期待効用仮説
きたいこうようかせつ
ひとことで言うと
不確実な状況での意思決定において、各結果の効用と確率の加重平均(期待効用)を最大化するという理論。
解説
不確実性下の意思決定において、各結果の効用にその確率を掛けた加重平均(期待効用)を最大化するように行動するという仮説。フォン・ノイマンとモルゲンシュテルンにより体系化された。リスク下の選択行動を分析する基礎理論である。
くわしく解説
期待効用仮説とは、不確実性下での意思決定において、意思決定者は各結果の効用に確率を乗じた加重平均値(期待効用)を最大化するように行動するという理論的仮説である。フォン・ノイマンとモルゲンシュテルンによって1944年に公理的に体系化された(VNMの期待効用理論)。この理論は、危険愛好的・危険中立的・危険回避的という3種類のリスク態度を、効用関数の形状(凸・直線・凹)として表現する基礎となっている。

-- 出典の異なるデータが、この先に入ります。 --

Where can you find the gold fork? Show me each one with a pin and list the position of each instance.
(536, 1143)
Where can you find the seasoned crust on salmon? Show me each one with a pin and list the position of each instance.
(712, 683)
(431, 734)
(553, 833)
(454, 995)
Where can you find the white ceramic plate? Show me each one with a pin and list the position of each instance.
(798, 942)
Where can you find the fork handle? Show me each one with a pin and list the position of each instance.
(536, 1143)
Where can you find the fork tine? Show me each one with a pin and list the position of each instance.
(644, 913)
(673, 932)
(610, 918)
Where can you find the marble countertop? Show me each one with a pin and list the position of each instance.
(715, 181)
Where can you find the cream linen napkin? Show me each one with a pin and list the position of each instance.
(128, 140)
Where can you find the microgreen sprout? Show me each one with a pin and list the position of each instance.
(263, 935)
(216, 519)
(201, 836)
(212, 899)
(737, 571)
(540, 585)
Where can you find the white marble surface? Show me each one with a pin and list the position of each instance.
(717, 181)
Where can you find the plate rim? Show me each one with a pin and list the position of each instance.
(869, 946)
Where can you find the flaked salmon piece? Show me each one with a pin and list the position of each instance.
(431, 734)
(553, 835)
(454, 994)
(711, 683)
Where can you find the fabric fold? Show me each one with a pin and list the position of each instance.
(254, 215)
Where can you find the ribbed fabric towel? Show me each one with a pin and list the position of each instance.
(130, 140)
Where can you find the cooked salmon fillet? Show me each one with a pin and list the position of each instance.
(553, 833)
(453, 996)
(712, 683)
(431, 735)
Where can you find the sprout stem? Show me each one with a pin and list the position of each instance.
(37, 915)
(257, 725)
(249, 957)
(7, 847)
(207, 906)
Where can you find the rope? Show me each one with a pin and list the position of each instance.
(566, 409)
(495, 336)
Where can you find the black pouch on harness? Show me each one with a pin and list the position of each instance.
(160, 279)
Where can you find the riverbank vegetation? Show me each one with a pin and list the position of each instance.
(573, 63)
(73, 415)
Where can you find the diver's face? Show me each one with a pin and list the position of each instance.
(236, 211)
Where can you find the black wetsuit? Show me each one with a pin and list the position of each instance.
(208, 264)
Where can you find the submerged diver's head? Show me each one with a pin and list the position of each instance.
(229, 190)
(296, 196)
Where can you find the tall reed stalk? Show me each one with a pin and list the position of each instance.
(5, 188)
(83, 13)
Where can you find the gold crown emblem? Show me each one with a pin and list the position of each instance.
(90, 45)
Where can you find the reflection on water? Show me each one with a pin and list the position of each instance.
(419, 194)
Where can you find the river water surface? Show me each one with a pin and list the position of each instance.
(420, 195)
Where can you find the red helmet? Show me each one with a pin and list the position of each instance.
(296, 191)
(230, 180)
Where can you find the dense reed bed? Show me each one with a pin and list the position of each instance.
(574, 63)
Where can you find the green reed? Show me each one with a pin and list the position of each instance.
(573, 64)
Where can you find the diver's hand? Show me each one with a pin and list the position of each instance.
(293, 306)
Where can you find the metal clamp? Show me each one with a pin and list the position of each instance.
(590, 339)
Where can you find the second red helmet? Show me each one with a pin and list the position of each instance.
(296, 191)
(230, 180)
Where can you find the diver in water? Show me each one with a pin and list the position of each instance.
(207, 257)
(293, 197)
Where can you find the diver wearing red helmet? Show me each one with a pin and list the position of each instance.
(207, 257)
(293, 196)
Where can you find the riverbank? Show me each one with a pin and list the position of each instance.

ただし、現実の人間行動はこの仮説から体系的に逸脱することが観察されており、アレのパラドックスなどの反例が知られている。行動経済学では、期待効用仮説に代わるプロスペクト理論(カーネマン=トベルスキー)が提唱されている。
具体例で考えよう
確率50%で100万円もらえる選択肢と、確実に45万円もらえる選択肢を比べる場合、期待効用仮説に従えば、それぞれの効用を確率で重み付けして比較し、期待効用が高い方を選択する。
試験対策ポイント
フォン・ノイマン=モルゲンシュテルンにより体系化された点を押さえること。期待値(金額の加重平均)と期待効用(効用の加重平均)の区別が頻出。アレのパラドックス・プロスペクト理論との関連も確認すること。